Given $E(X)=100,\sigma(X)=10$ and $P(X\le 10k)\ge 4/5$, how do we find a lower bound on $k$ using the Chebyshev's inequality
Let $X$ be any r.v. with finite mean, $μ$, and finite variance. Then $∀a > 0,$
$$ P\bigg(|X-\mu|\ge a\bigg)\le\frac{\sigma^2(X)}{a^2} $$ which is the Chebyshev’s inequality.
$$ P(X\le 10k)\ge 4/5\implies P(X> 10k)\le 1/5\implies P(X-\mu>10k-\mu)\le 1/5\\ $$ And from Chebyshev’s inequality $$ P(|X-\mu|\ge 10k-\mu)=P\Big(X-\mu\ge 10k-\mu\text{ or }X-\mu\le -(10k-\mu)\Big)\le \frac{100}{(10k-\mu)^2}\\ P(X-\mu\ge 10k-\mu)+P(X-\mu\le -(10k-\mu))\le \frac{100}{(10k-\mu)^2} $$ Is there a way to proceed further?

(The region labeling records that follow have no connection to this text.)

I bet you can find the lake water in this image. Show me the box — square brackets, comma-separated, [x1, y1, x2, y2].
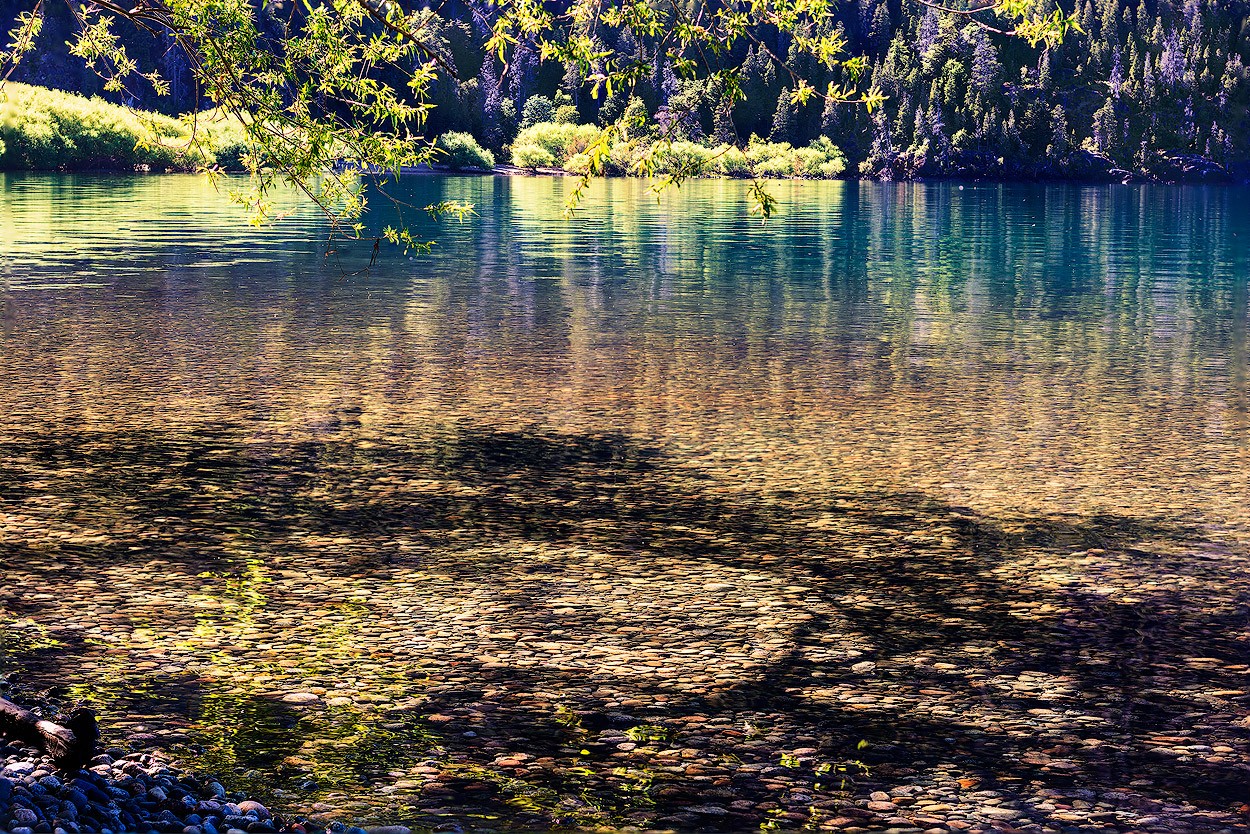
[0, 175, 1250, 830]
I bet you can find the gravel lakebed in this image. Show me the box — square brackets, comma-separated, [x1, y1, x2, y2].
[0, 430, 1250, 834]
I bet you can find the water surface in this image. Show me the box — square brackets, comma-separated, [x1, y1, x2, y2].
[0, 175, 1250, 829]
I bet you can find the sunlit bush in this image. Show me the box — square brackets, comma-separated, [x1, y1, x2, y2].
[513, 144, 555, 169]
[745, 136, 846, 179]
[513, 121, 600, 168]
[436, 133, 495, 171]
[0, 83, 251, 170]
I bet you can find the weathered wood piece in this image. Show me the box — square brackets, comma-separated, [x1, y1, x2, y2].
[0, 698, 100, 770]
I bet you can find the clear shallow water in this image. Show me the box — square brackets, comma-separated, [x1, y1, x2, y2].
[0, 176, 1250, 828]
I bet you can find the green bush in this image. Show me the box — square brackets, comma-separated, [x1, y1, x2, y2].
[551, 104, 581, 125]
[746, 136, 846, 179]
[435, 133, 495, 171]
[520, 95, 555, 130]
[711, 146, 751, 176]
[0, 83, 245, 170]
[513, 121, 600, 168]
[513, 144, 555, 169]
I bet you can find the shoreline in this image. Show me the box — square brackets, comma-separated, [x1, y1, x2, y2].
[0, 693, 410, 834]
[7, 165, 1250, 188]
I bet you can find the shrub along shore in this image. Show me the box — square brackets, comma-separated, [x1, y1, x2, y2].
[0, 699, 411, 834]
[0, 81, 1229, 183]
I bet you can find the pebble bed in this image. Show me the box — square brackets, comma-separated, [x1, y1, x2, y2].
[0, 178, 1250, 834]
[0, 429, 1250, 834]
[0, 720, 410, 834]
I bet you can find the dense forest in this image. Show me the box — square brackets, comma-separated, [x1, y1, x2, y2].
[0, 0, 1250, 180]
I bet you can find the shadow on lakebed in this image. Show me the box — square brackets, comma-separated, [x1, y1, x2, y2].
[0, 427, 1250, 830]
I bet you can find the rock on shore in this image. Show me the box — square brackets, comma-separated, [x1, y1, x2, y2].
[0, 738, 408, 834]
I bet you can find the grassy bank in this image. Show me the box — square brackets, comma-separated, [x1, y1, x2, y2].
[0, 81, 244, 171]
[513, 123, 846, 179]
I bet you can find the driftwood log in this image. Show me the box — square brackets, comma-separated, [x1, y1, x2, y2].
[0, 698, 100, 770]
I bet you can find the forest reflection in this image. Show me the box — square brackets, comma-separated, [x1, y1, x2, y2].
[0, 176, 1250, 828]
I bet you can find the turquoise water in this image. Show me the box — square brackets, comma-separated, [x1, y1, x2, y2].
[0, 175, 1250, 828]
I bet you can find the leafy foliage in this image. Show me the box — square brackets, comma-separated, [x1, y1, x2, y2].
[0, 0, 1135, 235]
[0, 83, 246, 170]
[435, 131, 495, 171]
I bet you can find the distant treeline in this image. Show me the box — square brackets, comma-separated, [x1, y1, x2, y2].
[0, 0, 1250, 180]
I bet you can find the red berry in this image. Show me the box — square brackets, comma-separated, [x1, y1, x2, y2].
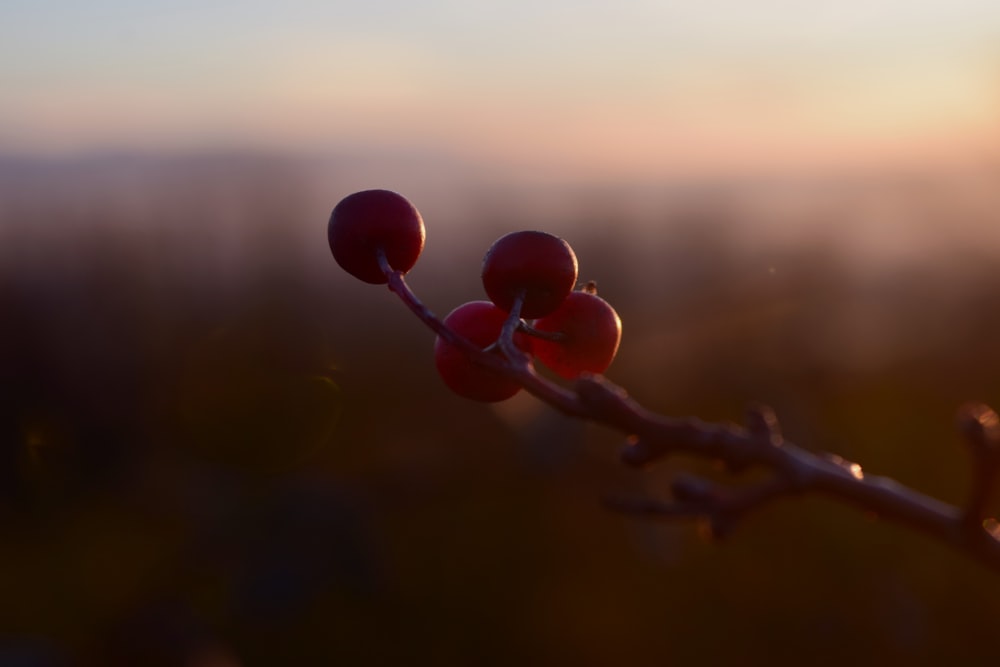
[434, 301, 521, 403]
[326, 190, 425, 285]
[531, 291, 622, 380]
[483, 231, 577, 319]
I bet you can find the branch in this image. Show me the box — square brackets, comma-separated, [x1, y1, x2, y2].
[379, 260, 1000, 572]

Note that as long as $10k-\mu > 0$, $$P(X-\mu > 10k-\mu) \leq P(|X-\mu| \geq 10k-\mu) \leq \frac{\sigma^2(X)}{(10k-\mu)^2}$$ so we'll have the left-most quantity $\leq 1/5$ if the right-most quantity is $ \leq 1/5$. Using the given values, $$\frac{100}{(10k-100)^2} \leq \frac15 \\ (k-10)^2 \geq 5$$
This last inequality will hold if $k \geq 10 + \sqrt{5}$, and for any such $k$, we can check that $10k-\mu > 0$, so $$k \geq 10+\sqrt{5}$$ is sufficient for $P(X\leq 10k) \geq \frac45$.